For the update of the tree:

Nobody did say that updates are not possible. In fact it should be fairly easy?!

(identify the leafs where stuff happens and update the splits recursively until you reach the nearest father of all these leafs (or nothing changes anymore))
(L) [2006/07/08] [Phantom] [bih / bkd implementations] Wayback!

I took the plunge and decided to modify my tracer so that it builds a tree for each frame.


Results, on a meagre 1.4 Ghz Pentium-M, single core:


Legocar (10k polies), running at 10fps @ 800x500 pixels (less than 100ms for TTI);

Fairy Forest (174k polies), 800ms for TTI (full rebuild + render, same res).

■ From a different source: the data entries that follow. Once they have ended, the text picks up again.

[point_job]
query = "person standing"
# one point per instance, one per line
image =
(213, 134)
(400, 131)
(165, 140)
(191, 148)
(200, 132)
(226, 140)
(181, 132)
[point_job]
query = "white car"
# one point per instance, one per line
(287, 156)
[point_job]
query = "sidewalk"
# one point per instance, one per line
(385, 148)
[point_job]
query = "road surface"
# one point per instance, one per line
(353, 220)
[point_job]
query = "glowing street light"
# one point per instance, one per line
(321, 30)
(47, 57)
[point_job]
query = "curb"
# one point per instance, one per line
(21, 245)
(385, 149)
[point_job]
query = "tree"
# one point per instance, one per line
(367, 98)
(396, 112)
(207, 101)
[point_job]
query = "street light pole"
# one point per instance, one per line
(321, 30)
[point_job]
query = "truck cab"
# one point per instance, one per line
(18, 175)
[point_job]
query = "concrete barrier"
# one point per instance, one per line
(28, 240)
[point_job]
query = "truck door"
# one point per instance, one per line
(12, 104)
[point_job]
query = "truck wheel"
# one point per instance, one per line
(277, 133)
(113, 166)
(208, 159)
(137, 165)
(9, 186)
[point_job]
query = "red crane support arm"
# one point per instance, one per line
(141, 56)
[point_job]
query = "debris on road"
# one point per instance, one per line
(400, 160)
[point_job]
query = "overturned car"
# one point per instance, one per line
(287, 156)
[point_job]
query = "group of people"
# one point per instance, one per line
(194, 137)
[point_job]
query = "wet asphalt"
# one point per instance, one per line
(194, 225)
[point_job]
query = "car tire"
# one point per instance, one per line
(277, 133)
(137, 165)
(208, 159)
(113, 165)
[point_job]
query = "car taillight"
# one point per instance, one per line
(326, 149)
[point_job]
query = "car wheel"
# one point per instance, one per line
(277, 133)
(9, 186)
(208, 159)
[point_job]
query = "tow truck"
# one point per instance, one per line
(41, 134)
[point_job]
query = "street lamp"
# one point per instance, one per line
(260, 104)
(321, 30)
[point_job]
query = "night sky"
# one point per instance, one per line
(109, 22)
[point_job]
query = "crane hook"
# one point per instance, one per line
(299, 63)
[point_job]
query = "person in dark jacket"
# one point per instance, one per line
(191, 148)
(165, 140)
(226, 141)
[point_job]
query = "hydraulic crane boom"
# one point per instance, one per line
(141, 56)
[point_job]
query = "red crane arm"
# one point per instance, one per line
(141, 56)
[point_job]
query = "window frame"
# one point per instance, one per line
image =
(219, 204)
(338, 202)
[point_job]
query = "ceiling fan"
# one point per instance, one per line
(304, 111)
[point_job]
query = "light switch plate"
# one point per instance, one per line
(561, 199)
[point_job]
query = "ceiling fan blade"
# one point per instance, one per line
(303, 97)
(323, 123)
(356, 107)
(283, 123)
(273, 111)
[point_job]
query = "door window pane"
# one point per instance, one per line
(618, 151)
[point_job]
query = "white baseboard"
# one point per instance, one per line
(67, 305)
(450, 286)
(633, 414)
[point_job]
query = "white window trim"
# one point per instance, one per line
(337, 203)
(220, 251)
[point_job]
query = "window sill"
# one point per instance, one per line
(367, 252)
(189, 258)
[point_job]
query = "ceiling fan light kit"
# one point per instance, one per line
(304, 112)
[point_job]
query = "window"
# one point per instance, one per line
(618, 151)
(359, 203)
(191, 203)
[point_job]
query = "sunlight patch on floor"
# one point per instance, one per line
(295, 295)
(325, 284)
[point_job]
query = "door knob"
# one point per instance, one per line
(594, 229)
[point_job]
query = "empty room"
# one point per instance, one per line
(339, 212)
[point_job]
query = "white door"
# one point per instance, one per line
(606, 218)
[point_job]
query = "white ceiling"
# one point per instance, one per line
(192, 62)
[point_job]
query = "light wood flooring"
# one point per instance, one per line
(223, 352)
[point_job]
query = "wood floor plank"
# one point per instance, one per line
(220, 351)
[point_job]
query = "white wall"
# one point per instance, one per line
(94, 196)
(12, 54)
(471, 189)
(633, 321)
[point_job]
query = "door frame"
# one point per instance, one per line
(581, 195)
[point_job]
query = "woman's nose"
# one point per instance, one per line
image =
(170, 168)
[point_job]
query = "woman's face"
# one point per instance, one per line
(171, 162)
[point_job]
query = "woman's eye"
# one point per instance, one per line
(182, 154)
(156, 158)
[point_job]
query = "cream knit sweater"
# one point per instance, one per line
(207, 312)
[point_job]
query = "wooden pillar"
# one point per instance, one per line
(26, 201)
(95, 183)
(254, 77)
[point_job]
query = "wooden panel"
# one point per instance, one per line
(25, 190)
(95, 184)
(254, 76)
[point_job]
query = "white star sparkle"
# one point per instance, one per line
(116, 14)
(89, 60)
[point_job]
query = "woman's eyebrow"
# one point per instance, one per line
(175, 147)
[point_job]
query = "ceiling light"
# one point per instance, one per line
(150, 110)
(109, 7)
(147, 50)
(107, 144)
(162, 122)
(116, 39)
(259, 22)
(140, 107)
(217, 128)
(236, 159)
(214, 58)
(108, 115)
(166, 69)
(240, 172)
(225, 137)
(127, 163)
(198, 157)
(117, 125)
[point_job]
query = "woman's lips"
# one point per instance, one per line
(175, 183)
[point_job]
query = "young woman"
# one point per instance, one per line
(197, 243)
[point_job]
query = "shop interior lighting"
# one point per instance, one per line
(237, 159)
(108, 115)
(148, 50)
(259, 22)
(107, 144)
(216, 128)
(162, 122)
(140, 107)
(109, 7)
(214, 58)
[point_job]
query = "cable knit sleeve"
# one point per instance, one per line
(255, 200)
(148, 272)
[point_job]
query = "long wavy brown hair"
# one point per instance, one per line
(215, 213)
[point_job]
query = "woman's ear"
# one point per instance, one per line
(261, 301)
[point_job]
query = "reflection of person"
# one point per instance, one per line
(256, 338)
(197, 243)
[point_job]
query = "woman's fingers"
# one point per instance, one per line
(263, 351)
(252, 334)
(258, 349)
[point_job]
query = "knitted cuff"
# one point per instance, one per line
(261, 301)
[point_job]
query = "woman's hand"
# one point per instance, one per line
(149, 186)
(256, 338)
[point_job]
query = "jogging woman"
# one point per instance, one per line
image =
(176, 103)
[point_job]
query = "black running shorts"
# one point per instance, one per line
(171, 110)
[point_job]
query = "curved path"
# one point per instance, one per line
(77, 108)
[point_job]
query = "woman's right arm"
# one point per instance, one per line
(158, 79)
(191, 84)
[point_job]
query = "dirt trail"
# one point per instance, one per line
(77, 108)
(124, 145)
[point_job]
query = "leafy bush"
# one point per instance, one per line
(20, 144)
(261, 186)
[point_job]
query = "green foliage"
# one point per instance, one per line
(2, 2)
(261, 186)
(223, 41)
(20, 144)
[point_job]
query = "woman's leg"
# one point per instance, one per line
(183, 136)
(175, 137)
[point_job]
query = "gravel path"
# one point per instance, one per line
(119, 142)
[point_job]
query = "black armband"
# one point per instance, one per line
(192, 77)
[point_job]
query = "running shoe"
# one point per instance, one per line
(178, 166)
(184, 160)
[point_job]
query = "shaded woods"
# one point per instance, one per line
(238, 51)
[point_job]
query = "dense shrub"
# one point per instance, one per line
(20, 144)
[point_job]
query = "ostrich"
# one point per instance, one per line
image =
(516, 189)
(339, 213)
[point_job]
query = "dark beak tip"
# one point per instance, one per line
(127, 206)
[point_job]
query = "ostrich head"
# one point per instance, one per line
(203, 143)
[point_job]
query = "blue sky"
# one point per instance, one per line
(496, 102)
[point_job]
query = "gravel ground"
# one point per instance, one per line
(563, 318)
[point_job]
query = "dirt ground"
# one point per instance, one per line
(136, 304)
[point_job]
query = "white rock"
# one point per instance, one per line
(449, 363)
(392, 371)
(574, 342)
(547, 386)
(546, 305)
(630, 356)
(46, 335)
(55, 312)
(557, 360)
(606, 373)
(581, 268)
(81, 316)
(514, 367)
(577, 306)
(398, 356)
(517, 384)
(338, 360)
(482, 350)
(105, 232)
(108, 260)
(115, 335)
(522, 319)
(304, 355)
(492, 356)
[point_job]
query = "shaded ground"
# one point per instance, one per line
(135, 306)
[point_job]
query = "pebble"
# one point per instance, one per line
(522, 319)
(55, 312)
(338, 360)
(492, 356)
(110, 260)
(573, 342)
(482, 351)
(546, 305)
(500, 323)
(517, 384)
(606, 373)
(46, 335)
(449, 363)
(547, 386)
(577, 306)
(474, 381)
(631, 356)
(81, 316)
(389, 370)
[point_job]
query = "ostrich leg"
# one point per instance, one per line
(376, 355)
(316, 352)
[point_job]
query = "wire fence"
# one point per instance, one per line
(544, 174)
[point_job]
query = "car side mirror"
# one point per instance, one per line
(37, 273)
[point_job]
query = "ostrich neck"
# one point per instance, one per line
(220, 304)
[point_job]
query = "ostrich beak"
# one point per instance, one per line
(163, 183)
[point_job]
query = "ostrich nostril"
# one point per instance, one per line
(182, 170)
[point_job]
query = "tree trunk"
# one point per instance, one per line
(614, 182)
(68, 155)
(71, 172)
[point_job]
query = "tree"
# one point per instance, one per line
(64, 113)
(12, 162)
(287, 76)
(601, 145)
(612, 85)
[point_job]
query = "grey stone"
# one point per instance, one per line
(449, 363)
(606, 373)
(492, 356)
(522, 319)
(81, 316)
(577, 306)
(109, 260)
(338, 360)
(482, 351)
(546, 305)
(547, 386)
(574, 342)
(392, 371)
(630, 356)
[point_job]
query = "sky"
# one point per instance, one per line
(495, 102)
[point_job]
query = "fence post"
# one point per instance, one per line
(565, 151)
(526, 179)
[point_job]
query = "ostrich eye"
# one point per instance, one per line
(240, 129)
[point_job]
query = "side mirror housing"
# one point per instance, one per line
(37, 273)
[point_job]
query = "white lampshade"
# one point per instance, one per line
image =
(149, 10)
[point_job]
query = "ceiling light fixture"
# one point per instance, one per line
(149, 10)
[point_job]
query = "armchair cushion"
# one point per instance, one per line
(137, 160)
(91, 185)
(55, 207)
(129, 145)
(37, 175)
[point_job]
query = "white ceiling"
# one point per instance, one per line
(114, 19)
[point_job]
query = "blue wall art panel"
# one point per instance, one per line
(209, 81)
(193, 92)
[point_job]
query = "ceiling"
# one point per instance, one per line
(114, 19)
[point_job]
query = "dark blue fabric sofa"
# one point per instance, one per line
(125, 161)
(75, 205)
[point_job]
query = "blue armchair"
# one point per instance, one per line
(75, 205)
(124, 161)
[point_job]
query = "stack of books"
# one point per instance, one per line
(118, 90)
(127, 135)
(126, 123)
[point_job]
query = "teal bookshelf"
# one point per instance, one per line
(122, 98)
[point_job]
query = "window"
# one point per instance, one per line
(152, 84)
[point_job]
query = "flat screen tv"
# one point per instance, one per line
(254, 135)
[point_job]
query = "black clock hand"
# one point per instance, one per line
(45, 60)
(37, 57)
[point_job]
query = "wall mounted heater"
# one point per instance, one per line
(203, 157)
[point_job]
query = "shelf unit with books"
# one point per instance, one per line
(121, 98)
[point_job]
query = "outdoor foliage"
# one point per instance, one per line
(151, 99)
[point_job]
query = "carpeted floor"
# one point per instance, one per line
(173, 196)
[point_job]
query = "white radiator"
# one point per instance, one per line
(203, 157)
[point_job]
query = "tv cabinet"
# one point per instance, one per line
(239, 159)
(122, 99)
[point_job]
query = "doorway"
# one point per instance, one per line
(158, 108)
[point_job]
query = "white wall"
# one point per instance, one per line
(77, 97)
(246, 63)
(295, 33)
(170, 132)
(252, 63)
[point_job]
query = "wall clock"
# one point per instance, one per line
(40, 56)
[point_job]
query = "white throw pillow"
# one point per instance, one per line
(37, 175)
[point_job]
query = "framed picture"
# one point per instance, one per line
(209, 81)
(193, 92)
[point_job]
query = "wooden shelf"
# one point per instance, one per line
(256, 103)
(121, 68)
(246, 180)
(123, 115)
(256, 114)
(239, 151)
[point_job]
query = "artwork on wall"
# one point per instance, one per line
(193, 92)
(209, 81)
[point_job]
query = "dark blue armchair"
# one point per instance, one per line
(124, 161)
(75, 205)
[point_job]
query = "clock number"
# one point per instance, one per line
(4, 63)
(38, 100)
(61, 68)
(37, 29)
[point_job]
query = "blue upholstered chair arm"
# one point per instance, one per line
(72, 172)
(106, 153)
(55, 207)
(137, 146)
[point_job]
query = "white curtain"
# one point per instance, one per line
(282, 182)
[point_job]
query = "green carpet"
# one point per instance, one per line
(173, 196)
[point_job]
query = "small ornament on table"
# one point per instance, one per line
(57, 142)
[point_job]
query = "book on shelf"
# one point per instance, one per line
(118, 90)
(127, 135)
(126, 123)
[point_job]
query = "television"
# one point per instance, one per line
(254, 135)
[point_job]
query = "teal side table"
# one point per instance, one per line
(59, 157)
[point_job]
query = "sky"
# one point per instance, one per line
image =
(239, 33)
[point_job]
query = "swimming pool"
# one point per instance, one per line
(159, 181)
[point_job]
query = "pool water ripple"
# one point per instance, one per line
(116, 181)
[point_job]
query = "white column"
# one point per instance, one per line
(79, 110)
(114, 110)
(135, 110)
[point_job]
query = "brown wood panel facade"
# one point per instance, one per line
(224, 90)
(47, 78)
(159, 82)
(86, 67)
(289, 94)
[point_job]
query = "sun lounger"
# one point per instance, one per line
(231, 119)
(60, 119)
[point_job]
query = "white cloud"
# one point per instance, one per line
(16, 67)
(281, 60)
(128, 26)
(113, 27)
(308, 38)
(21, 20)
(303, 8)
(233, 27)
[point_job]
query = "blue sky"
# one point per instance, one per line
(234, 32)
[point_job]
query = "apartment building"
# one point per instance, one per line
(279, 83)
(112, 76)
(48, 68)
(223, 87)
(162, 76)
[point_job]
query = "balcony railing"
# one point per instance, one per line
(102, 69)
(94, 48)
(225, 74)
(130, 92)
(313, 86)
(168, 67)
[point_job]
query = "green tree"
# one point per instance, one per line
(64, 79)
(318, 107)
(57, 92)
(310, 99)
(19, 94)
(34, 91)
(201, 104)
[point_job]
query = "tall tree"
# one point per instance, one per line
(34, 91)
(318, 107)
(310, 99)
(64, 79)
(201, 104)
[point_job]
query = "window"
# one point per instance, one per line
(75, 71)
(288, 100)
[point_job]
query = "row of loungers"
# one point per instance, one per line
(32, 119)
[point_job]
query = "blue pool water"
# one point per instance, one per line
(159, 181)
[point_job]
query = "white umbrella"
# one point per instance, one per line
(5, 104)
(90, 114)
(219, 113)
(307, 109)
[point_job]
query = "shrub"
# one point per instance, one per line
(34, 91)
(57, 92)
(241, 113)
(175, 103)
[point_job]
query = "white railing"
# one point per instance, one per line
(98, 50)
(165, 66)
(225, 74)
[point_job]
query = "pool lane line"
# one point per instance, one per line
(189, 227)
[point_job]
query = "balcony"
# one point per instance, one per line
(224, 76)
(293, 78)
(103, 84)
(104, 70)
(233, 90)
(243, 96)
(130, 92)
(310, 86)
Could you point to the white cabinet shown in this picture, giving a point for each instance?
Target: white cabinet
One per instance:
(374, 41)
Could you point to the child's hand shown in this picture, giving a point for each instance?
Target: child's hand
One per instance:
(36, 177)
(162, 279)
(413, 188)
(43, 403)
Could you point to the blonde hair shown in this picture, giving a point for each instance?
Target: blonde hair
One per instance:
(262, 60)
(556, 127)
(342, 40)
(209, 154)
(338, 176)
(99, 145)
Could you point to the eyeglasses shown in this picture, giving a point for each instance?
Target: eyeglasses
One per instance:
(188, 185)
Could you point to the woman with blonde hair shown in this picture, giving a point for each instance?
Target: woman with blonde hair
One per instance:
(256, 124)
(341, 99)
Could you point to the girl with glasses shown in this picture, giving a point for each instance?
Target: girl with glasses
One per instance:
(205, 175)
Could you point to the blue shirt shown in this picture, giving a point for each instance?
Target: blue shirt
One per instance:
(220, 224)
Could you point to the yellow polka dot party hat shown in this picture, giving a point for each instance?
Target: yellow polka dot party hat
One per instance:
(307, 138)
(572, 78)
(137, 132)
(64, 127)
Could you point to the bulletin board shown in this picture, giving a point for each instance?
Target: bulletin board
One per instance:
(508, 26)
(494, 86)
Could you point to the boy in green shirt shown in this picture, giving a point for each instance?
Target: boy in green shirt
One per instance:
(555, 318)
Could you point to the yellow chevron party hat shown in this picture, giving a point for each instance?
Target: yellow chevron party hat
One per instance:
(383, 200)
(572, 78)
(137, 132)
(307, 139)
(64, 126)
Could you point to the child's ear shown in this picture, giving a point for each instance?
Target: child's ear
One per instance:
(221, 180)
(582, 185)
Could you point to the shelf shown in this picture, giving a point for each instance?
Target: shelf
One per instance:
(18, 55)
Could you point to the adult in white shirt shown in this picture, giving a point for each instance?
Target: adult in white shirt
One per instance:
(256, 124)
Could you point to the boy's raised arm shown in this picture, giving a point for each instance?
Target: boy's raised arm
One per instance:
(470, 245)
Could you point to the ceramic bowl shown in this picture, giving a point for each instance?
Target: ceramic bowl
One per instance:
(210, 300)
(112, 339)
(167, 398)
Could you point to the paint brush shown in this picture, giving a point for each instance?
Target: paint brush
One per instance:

That's pretty amazing. Raytracing 10k triangle scenes, completely dynamic, at 20fps or more on a decent dual core machine is just awesome. I'll try to spent some time to build a basic ray traced game, with plenty of scene changes.


By the way, my data structures are very easy on the input side right now: The only thing that needs to be 'precalculated' per triangle is the normal. Toxie, did you account for that? I mean, Wald's triaccel structure is not easy to fill, and could add considerably to the frame time if you have to update it for 1M triangles.


EDIT: For the record, the timing for the legocar means that I'm shooting 4.7M rays/s through a (potentially) completely random and dynamic 10k triangle soup. I still can't believe it.
_________________
--------------------------------------------------------------

Whatever
(L) [2006/07/09] [macdonag] [bih / bkd implementations] Wayback!

Hi all,

I'm another new guy here, been following the devmaster/flipcode raytracing tutorial off & on while working on my own (basic so far) ray tracer.  I've got to say this is an nice interesting, firendly forum.  Very impressed with what I've seen, especially lately.  Now the mention of 10fps for a dynamic scene of a 1.4 pentium is fantastic news!  I'd love to see what could be done on a PS3.... [SMILEY Wink]  Some day!


Anyway, I'l  maybe stick a WIP image of my own once I've got something less derivative, but in the meantime, I'd love to hear what your thoughts are for a little raytraced game.


Cheers,

good luck,

Graham
(L) [2006/07/09] [Phantom] [bih / bkd implementations] Wayback!

Hey MacDonag,


Welcome to the forum! Looking forward to those WIP images.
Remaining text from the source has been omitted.